As incomprehensible as it might seem in the wake of Iraq failure, the Bush cabal has been diligently laying the groundwork for an attack on Iran, using the International Atomic Energy Agency (IAEA) as a bully pulpit to portray Iran as a country intent on illegally developing nuclear weapons. The IAEA hasn't bought it, due mostly to a notable lack of evidence, but the campaign has done two things: It has enraged and emboldened Iran's hard-liner cleric leadership, and it has planted the idea of Iran as an "axis of evil" rogue state firmly in the mind of the American public.

Few expect the U.S. to launch an actual invasion. Much more likely is a strike by a combination of U.S. and Israeli forces on some 40 sites key to Iran's developing nuclear energy (and possibly weapons) program. Such a strike wouldn't be easy; the sites are scattered, often deeply buried, and well defended, and most are located in densely populated areas. There is talk of using American "bunker-busting" bombs, hundreds of which were provided recently to Israel.

Any attack on Iranian facilities would surely be answered, and probably escalated. If war escalates, there is another prize: Iran's enormous oil reserves, 90 percent of which are massed in one province along an Iraqi border already crawling with U.S. troops.

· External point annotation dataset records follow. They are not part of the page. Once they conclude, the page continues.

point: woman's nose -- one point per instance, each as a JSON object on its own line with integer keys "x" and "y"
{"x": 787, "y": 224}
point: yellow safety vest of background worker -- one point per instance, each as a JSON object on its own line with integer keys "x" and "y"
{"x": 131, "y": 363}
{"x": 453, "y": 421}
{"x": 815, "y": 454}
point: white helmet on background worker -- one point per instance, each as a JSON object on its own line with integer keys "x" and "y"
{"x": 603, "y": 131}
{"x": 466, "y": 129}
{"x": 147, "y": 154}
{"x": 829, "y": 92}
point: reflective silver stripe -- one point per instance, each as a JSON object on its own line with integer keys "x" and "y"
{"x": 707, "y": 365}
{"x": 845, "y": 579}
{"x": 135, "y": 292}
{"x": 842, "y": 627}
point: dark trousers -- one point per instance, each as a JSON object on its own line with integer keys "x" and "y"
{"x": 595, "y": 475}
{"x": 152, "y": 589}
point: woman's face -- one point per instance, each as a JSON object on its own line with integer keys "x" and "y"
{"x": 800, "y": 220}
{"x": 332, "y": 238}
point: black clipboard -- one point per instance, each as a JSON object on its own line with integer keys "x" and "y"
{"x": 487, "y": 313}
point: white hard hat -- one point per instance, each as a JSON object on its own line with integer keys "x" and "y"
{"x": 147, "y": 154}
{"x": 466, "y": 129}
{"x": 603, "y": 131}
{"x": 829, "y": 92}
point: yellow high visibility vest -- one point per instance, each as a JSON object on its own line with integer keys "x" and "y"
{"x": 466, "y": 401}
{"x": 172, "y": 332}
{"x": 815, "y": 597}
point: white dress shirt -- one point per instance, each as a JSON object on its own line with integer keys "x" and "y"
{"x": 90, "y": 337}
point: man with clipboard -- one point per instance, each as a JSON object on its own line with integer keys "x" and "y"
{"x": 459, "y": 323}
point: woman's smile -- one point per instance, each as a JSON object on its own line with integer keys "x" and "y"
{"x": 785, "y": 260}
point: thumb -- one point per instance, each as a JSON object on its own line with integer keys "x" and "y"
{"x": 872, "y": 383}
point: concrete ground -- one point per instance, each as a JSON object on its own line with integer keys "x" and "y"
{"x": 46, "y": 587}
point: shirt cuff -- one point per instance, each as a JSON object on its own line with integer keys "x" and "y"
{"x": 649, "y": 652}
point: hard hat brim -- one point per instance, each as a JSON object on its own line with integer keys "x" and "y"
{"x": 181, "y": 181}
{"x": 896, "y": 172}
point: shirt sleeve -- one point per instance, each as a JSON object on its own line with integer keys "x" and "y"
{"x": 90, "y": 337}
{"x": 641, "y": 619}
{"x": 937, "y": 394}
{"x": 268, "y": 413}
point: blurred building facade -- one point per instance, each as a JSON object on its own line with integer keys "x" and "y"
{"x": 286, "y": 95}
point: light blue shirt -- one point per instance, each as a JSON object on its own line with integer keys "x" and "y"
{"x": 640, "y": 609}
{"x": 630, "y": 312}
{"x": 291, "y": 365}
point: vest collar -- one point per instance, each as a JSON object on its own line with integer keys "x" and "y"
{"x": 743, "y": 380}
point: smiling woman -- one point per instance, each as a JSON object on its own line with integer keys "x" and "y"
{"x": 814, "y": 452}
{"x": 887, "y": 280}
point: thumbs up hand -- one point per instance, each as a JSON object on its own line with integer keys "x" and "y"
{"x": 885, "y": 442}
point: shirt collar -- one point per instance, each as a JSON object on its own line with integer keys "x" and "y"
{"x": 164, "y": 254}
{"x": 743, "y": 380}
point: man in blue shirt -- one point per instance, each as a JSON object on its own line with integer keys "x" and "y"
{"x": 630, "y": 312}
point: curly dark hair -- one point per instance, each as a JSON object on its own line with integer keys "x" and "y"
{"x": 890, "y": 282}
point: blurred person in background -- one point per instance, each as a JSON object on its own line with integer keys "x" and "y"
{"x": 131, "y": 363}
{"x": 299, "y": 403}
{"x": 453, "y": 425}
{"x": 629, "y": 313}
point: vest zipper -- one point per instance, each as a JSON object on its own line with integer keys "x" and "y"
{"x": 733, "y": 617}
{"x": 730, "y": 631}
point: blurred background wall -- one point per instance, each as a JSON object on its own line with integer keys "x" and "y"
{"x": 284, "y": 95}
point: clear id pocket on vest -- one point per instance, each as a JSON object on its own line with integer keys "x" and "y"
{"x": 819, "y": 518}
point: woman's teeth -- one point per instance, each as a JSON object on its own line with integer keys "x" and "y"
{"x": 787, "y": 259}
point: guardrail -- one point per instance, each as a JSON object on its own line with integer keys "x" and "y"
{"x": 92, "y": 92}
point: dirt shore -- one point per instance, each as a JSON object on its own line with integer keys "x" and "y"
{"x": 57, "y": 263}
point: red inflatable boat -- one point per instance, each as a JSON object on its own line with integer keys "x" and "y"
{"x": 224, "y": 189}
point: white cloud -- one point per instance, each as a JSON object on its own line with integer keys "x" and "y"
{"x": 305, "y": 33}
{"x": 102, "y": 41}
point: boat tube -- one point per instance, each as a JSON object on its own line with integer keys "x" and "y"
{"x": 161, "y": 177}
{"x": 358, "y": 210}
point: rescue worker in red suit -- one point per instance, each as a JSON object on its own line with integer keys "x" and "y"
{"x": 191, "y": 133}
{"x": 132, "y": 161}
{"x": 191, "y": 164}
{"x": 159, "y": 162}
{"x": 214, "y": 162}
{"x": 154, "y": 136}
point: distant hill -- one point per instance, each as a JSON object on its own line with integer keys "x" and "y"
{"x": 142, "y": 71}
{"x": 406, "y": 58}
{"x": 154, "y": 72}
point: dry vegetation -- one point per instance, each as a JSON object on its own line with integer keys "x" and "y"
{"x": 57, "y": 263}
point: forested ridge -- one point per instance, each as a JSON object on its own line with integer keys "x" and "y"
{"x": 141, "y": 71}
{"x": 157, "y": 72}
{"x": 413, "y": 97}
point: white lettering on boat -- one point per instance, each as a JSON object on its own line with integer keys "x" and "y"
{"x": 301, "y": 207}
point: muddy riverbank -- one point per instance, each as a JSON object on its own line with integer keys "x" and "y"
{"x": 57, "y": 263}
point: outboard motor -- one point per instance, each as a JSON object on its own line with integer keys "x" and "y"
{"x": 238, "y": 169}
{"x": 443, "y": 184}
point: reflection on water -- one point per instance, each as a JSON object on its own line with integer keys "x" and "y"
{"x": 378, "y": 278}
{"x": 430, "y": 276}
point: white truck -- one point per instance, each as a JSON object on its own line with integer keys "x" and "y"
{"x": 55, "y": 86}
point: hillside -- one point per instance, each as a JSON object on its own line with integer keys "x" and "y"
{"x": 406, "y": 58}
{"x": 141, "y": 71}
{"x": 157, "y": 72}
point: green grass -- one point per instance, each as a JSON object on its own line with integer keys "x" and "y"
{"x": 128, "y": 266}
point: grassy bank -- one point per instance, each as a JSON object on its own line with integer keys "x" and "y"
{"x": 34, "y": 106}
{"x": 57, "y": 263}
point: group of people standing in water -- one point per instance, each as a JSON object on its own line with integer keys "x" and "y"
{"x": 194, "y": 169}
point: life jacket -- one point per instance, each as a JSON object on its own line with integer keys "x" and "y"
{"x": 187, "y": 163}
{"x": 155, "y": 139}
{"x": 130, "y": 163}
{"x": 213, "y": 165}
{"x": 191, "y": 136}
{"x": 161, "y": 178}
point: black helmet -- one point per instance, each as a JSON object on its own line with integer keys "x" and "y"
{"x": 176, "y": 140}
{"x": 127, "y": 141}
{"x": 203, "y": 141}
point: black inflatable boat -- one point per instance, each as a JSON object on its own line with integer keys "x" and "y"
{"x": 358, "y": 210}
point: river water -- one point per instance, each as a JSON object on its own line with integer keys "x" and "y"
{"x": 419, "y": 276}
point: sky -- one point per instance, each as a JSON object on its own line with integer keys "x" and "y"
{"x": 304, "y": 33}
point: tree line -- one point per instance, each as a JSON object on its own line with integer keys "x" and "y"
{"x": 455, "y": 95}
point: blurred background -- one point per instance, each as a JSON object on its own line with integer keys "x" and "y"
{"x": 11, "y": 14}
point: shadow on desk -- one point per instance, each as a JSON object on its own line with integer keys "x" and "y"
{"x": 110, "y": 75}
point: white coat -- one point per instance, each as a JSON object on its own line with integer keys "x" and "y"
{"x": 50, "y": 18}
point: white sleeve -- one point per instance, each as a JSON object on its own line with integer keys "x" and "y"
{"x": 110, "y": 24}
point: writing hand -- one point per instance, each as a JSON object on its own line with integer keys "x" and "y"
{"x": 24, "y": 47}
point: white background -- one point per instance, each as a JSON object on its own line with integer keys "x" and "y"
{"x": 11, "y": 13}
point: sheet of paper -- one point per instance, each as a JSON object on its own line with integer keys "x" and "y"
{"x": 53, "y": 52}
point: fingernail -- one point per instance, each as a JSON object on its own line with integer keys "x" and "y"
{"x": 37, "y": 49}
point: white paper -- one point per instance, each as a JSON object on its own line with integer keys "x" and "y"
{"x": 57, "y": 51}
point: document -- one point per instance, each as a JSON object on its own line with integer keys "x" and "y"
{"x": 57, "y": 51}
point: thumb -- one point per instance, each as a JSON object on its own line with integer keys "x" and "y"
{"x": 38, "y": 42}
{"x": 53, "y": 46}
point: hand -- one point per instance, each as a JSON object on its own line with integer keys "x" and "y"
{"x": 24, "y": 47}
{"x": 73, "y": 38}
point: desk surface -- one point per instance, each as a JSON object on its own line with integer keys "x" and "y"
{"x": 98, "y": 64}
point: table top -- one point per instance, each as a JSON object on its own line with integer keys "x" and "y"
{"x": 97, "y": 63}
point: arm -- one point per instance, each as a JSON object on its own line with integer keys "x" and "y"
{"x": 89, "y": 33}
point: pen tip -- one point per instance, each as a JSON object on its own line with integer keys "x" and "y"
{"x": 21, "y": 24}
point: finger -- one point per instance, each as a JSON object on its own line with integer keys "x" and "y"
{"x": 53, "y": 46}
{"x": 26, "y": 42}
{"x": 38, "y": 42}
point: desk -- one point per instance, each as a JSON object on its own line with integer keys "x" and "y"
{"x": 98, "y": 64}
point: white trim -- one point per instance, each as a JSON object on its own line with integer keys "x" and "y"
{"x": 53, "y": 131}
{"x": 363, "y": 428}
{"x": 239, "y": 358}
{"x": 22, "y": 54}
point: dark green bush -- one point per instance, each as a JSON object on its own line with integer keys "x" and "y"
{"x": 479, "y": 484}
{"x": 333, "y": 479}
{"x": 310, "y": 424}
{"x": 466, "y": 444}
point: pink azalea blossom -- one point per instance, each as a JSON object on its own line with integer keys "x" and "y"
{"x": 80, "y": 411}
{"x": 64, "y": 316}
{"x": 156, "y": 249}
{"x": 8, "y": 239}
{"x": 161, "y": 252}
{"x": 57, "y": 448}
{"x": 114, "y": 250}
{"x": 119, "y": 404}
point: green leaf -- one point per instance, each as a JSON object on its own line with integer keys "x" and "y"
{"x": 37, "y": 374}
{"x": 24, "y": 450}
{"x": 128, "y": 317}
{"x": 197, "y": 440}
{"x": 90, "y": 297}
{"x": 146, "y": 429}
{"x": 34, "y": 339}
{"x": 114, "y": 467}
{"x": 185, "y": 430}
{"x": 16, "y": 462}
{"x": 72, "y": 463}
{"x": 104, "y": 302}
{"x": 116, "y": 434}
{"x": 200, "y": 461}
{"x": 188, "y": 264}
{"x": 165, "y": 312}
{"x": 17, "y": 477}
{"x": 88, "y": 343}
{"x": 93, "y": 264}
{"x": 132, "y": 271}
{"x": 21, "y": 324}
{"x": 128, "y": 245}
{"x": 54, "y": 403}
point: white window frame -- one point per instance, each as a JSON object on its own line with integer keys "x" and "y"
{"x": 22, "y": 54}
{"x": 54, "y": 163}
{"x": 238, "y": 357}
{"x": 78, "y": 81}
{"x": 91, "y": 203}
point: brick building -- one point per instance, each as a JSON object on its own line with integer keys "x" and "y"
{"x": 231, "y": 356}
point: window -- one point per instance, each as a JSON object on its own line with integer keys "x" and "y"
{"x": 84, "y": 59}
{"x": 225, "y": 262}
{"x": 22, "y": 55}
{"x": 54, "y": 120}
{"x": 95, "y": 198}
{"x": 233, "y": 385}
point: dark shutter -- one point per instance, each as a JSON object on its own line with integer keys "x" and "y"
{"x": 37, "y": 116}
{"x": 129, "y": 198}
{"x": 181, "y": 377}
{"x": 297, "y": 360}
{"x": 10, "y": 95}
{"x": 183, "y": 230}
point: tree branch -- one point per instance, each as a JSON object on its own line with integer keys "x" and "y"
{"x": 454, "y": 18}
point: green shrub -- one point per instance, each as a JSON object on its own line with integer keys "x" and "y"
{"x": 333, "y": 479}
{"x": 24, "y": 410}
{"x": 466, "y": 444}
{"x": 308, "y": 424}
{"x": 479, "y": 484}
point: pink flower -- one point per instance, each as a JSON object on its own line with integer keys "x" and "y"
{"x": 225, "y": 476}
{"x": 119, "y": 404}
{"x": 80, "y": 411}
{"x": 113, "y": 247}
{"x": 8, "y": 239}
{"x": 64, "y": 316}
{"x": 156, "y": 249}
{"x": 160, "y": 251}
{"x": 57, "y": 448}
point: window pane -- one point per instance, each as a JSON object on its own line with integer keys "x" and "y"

Iran is no Iraq. The Tehran regime, for all its religious oppressiveness and rhetorical belligerence, has popular support, especially in responding to U.S. aggression. The savage American-installed shah dictatorship is still remembered and despised. Iran is a much larger, more populous, and more prosperous country than Iraq. Its military is well equipped. Iran also has links with terror groups around the world that would happily target U.S. facilities.

Most important, Iran shares borders with both Iraq and Afghanistan. Just as it would be easy for American troops to cross from neighboring countries into Iran, Iranian and pro-Iranian forces could easily make U.S. soldiers' lives hell in the already-tenuous countries.

What Bush is playing with—practically unnoticed by the American public—is a conflagration that could involve Iran, Iraq, Afghanistan, Israel, and the entire Middle East, and perhaps beyond. It has the potential to dwarf the body count thus far in Afghanistan and Iraq, inspire new generations of terrorism and anti-American jihadism, severely damage our economy, and decimate an American military already stretched thin and reeling in Iraq.

Why not use diplomacy, as Bush successfully did with Libya, a terror-state dictatorship with an established nuclear program? Why risk it? With dreams of remaking the Middle East, it just might be too much of a honey pot for Bush's hawkish neocons to resist.

Unfortunately, such an imbroglio is not only by definition militarily unwinnable, it is likely to be disastrous. How can such an outcome be prevented? The U.S. is now so badly in debt to countries like China, Japan, and South Korea that any massive new military expenditure would require the Asian countries to be writing the checks, and they're not about to do so for a war that threatens their own strategic interests. Bush might well find the limits of a global empire defined by other people's money.

But that scenario relies on stopping hostilities from expanding, after the initial military strike and retribution. To prevent them entirely requires domestic popular opposition. For a country already palpably tired of the Iraq war and wanting troop reductions (if not total withdrawal), a military incursion leading to a broader regional conflict would be pure madness. The only way it can play out politically for Bush is if it unfolds in stages.

If a "justifiable" U.S. attack on "nuclear weapons" facilities leads to Iranian retaliation (to which we, in turn, must respond), such a war would float. If the probability of a broader and disastrous war becomes an issue ahead of time, the question then becomes the advisability—or foolishness—of the original raid. And especially in an election year, such public perceptions might derail the whole thing.

The Bush administration's hostility to negotiation and the possibility of its attack on Iran, and the likely result, must be widely publicized. Now. Before it's too late and we're stuck with another deadly disaster America will regret for generations.